Reflexões sobre a liturgia carmelitana tridentina
O período após
o Concílio de Trento foi para os carmelitas, como para a Igreja em geral, um
tempo de adaptação para estabelecer as novas práticas diante da Reforma. Embora
de algumas forma repressivo, o Concílio de Trento deu aos carmelitas a
oportunidade de venerar seus próprios santos de um modo que não foi possível
durante o período medieval.
Apesar de os
carmelitas continuarem a cultivar suas origens do Santo Sepulcro, agora eles
também podiam venerar alguns carmelitas que foram aprovados pela Igreja como
santos. Cada uma destas figuras ajudou a modelar o ideal carmelitano: Elias e
Eliseu simbolizam a dimensão profética da Ordem, bem como a sede de Deus; Maria
é mais do que nunca a padroeira e a protetora da Ordem; Santo Alberto é o
modelo de pureza e de vida na presença de Deus; Santo André Corsini é o exemplo
do carmelita agindo como um bom religioso e também participando da vida
administrativa da Igreja; São Simão Stock representa a necessidade de manter a
santidade da vida religiosa enquanto concilia as necessidades da Igreja e da
sociedade; e Santa Teresa d’Ávila simboliza a contínua sede pelos caminhos de
Deus, em especial a sabedoria.
A liturgia
carmelitana fala mais e mais da espiritualização do Monte Carmelo. Hoje fala
menos da montanha física e mais do caminho da perfeição espiritual. O crescente
número de santos carmelitanos próprios, cujas virtudes e fidelidade ao modo de
vida carmelitano fez com que merecessem um lugar no Reino, serve agora como
inspiração e exemplo ao carmelita que se empenha em viver sua própria vocação.
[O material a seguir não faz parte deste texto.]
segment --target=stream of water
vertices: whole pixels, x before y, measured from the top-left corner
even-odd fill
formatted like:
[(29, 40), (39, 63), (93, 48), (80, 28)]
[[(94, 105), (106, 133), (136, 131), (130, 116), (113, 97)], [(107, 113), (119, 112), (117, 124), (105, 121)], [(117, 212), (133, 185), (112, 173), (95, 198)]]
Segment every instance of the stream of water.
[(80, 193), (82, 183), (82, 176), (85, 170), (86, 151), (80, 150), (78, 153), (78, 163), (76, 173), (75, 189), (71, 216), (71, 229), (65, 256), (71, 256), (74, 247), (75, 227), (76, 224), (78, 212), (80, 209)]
Enquanto em outras tradições a forte presença de um fundador em especial foi
sentida através dos séculos e que outros membros da Ordem alcançaram santidade
por se adaptarem a um modelo em particular, na tradição carmelitana a ausência
de um fundador permitiu uma grande flexibilidade na interpretação e na vivência
do ideal carmelitano. A diversidade se reflete nos diversos santos do Carmelo
no período tridentino e em sua tradição litúrgica de alguma forma bastante
eclética.
(Veja na 5º Parte: A liturgia
carmelitana moderna)
[i] Jedin, NCE.
[ii] Caruana (1984) faz uma tentativa preliminar
em discutir a influência do Concílio de Trento na liturgia carmelitana. Ele não
discute o ciclo santoral em seu trabalho e outros trabalhos detalhados precisam
ser feitos nesta área.
[iii] As constituições deste Capítulo estão
publicadas em Saggi (1950); a tradução é de Smet (1988), I:15-16.
[iv] Cf. Smet (1988) Vol. I, pp. 7-8, citando
Athanasius, Vita Antonli, 7; Patrologia Graeca 26, 854 e [Jerônimo] Epistola 58 ad Paulinum; Patrologia Latina, 22, 583.
[v] Kallenberg (1956).
[vi] Os textos neste ofício da Biblioteca da
Universidade de Cambridge, Ms. 7 estão publicados em Zimmerman (1910), pp.
341-345.
[vii] Zimmerman (1910), pp. 346-347.
[viii] O manuscrito é Florence, Carmine, Ms. S. Cf.
meu próximo artigo em Manuscripta
considerando este manuscrito e o trabalho de Fr. Archangelus Paulius, O. Carm.
[ix] De um breviário editado em 1495 em Bamberg,
hoje na biblioteca do Colégio Amherst.